One to four hours before making the soup, place the dried mushrooms into a large bowl and cover with 6 cups of boiling water. Invert a saucer over the top to force mushrooms to stay under water.
Wash the button mushrooms and slice roughly. If using fresh wild mushrooms, remove stems and add to the button mushrooms. Place half the button mushrooms into a food processor blend until fine.
Drain the dried wild mushroom, squeezing out as much water as possible without crushing them. Spread on paper towels to dry slightly.
In a heavy soup pot, add half the butter and the whole garlic cloves. Stirring constantly, allow the butter to melt and brown slightly. Add the sliced button mushrooms and sauté until they have let off their water and begun to brown. Add the minced mushrooms and continue to cook until they have let out their water and the pan is almost dry again. Add the chicken stock, mushroom water, and bullion along with three sprigs of thyme and 1/3 cup of the sherry.

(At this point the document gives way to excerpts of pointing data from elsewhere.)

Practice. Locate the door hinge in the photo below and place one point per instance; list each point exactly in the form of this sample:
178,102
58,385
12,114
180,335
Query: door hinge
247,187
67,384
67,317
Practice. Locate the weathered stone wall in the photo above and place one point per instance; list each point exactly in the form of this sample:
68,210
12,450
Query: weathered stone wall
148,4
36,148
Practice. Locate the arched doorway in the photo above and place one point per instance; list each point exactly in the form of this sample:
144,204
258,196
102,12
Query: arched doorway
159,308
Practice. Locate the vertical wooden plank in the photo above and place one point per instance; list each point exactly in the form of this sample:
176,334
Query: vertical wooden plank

Bring mixture to a boil letting it simmer on low for half an hour to forty-five minutes.
Line a colander with cheese cloth. Pour the soup into the colander to strain out the solids. Press mushrooms to extract as much liquid as possible and discard. Place the liquid back into your soup pot and set to simmer on low.
If you are feeling lazy, add the rest of the ingredients to the pot. Adjust seasoning to taste, bring to a boil and allow to simmer for a further 15 minutes. Then server with a scattering of fresh herbs.